The best VRAM calculator I have found is https://apxml.com/tools/vram-calculator. It is much more thorough than this one. For example, it understands different models' attention schemes for correct KV cache size calculation, and supports quantization of both the model and the KV cache. Also, fine-tuning. It has its own limitations, such as only supporting specific models. In practice though, the generic calculators are not very useful because model architectures vary (mainly the KV cache) and end up being way off. (Not sure whether or not it would be better to discuss it separately, but I submitted it at https://news.ycombinator.com/item?id=44677409)

oktoberpaard 4 days ago | parent | next [-]

It gives weird results for me. I’m using Qwen3-32B with 32K context length at Q4_K_M, with 8 bit KV cache fully offloaded to 24GB VRAM. According to this calculator this should be impossible by a large margin, yet it’s working for me.

Edit: this might be because I’ve got flash attention enabled in Ollama.

zeroq 4 days ago | parent | prev | next [-]

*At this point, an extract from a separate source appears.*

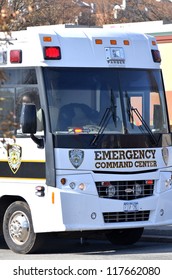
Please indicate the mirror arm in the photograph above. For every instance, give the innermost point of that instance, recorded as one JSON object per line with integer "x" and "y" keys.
{"x": 38, "y": 141}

This one is indeed much better and it instantly answers my immediate feedback I wanted to leave for the one originally posted, which is - instead of calculating an artificial scenario I would like to state what can I run on the hardware I actually have at hand. Thanks!

jwrallie 4 days ago | parent | prev | next [-]

Nice! I could have saved so much time downloading models to do trial end error with this.

yepyip 4 days ago | parent | prev [-]

Somehow you have to login now, to use it. It wasn't like this a few weeks ago...

mdaniel 4 days ago | parent [-]

That is not my experience, maybe your IP is flagged as hammering their site?

yepyip 3 days ago | parent [-]

Oh, I wasn't aware of this. But how can you hammer a calculator? Yes, I have used it like 50 times, checking how big would be a Q4, or smaller model with different batch sizes and concurrent users. Do you think it is a heavy calculation?